Oostdyk thinks that situation is what drove the Court to grant a stay on the Clean Power Plan.

“They don’t want the (MATS) situation, whereby by the time the case gets through the Court, all the harm would have been done.”

It’s also unknown how the Supreme Court will ultimately decide the fate of the Clean Power Plan once it gets the case. The answer could depend on an obscure legal ‘mistake’ made by Congress when it revised the Clean Air Act in 1990.

The House and Senate each submitted different versions of section 111d—the clause the EPA is using to regulate carbon dioxide from existing power plants. In a legislative oversight, the versions were never reconciled by the two chambers and each was written into the law.

Now, 25 years later, this mistake could determine one of the biggest environmental cases in U.S. history.

The EPA is choosing to use the Senate version, which is more regulation-friendly.

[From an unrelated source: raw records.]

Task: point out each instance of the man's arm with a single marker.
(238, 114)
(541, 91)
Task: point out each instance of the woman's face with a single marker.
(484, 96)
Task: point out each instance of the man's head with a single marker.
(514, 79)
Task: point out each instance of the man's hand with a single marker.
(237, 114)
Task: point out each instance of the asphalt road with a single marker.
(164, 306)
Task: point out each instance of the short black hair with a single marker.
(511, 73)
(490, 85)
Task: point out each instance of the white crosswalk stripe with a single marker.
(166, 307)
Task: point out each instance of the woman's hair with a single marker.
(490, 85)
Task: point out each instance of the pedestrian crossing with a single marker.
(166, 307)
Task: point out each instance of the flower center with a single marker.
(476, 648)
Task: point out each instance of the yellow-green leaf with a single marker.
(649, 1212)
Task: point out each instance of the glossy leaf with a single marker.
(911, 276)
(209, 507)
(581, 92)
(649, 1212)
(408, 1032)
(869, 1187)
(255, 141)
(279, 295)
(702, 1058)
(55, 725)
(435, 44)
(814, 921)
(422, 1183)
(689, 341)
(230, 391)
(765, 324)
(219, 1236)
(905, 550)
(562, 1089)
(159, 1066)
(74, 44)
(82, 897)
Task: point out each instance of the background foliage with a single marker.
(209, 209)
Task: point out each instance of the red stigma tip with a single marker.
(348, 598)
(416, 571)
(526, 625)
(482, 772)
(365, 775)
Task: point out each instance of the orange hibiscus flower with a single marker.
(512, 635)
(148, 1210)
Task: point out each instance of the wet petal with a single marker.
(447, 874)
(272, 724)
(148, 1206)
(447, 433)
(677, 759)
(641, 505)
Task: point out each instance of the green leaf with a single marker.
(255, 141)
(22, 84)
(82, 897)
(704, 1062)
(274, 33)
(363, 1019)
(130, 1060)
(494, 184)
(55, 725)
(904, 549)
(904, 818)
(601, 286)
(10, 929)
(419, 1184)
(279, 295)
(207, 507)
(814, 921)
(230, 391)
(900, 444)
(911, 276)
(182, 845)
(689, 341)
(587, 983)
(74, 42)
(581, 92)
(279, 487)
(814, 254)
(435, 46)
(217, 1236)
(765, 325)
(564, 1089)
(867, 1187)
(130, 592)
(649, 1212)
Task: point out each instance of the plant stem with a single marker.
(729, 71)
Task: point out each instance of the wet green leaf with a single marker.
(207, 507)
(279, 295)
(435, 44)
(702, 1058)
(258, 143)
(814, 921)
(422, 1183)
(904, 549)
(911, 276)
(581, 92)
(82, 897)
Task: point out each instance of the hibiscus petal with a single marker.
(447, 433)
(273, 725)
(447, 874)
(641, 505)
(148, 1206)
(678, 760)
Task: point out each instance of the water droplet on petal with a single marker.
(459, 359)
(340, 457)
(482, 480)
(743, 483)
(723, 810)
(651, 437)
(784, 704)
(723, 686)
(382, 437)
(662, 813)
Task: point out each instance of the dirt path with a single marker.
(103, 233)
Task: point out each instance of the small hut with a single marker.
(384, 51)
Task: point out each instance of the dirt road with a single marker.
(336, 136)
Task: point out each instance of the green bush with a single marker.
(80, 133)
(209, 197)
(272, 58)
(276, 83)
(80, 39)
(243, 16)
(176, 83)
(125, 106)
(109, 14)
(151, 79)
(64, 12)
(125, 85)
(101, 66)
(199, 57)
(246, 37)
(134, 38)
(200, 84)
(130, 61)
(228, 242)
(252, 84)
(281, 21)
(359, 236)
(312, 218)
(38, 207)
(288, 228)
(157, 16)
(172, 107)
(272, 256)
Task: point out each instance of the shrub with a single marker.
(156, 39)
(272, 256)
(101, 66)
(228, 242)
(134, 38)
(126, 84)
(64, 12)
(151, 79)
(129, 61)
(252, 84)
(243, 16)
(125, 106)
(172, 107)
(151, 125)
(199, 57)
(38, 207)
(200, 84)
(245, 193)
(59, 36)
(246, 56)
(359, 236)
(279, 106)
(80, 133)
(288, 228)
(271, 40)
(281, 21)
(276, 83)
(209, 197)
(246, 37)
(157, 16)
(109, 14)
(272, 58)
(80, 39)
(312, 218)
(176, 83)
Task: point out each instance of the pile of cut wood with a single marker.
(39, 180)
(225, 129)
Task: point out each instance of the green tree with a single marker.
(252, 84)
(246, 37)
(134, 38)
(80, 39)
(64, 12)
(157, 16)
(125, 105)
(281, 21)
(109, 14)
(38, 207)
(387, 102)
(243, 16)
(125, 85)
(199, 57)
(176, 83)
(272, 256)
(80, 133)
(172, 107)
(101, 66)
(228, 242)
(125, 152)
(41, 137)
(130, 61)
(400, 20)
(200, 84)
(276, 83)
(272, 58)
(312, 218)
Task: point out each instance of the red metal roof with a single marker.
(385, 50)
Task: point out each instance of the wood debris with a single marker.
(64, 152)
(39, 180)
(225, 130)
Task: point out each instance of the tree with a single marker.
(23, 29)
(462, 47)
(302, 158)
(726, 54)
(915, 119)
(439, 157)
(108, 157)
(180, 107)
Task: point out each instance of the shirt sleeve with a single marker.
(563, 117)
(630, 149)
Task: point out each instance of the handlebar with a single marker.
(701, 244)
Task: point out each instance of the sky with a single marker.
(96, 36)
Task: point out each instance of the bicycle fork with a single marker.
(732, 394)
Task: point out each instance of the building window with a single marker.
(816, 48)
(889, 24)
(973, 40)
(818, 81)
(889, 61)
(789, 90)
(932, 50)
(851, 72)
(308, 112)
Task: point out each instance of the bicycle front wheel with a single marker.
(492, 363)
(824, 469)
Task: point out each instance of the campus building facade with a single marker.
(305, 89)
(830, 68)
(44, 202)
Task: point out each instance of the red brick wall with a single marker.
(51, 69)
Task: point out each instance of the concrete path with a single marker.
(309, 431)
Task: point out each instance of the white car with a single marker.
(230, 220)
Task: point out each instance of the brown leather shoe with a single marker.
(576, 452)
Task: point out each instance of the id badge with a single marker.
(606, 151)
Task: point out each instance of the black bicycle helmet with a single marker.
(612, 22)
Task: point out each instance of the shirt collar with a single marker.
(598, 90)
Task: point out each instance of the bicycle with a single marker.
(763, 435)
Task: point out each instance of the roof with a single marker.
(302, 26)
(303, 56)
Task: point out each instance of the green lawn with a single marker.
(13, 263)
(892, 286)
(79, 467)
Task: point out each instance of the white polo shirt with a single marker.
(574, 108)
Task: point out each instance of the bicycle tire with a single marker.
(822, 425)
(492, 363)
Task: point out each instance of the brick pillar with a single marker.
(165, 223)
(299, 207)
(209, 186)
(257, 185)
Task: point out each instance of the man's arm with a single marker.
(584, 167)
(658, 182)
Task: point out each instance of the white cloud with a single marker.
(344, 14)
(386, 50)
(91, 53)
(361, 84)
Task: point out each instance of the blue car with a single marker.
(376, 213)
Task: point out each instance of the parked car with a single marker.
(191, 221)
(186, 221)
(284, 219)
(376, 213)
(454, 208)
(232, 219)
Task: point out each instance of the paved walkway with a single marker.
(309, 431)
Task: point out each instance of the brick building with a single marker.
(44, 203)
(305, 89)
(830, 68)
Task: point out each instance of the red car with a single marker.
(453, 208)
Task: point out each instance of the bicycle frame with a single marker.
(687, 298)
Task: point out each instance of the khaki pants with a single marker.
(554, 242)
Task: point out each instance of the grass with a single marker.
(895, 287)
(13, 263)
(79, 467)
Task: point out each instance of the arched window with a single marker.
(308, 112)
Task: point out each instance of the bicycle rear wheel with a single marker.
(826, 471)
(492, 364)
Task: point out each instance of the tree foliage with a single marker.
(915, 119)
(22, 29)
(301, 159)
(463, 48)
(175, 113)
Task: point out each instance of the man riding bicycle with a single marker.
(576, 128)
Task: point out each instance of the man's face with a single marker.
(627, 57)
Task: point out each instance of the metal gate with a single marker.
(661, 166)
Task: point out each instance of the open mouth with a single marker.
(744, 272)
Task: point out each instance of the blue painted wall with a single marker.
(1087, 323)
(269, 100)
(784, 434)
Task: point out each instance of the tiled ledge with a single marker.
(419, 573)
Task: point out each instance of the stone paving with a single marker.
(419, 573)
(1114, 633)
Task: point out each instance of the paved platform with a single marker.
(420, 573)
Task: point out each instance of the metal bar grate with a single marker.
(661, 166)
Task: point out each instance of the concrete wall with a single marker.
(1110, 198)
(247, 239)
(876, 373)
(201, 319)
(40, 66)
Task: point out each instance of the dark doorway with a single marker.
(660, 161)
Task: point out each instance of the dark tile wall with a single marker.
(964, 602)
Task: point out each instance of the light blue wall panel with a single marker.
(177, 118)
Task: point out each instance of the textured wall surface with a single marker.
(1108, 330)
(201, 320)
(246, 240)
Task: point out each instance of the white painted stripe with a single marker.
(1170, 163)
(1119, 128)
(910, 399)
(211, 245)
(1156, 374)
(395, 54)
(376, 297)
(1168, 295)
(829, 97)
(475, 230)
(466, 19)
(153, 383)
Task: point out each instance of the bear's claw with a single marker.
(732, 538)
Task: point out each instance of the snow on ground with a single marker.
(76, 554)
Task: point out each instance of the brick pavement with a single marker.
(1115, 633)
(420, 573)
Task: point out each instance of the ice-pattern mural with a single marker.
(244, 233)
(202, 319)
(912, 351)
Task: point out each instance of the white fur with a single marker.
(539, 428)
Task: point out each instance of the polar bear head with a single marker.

In the past, the Court has let agencies interpret laws when legislation has been vague.

But Oostdyk says the plaintiffs in the case are arguing that the EPA shouldn’t get to pick and choose which version of the law it wants.

“The Supreme Court could be saying, ‘We don’t believe Congress intended what you, the agency, say they did, because they would have said it a lot clearer than they did,'” Oostdyk says. “‘If they can’t say what they meant, we’re not gonna allow you to say.'”

Carlson agrees that the EPA’s case will be hard to prove.

“The EPA plan is ambitious—there’s no doubt about it,” Carlson says. “And they’re doing it with a statute designed 45 years ago, so I actually think it’s a hard legal case. This is not a frivolous lawsuit.”

Of course, the Court could approve the rule in the end. It will first have to let the DC Circuit Court of Appeals take a crack at the plan. A hearing there is scheduled for June 2.

The presidential election, of course, could also play a huge role in deciding the fate of the plan.

“If a Republican is elected to office, the Clean Power Plan, I think, is dead,” Carlson says. “It probably would have been anyway, but this makes it all the easier.”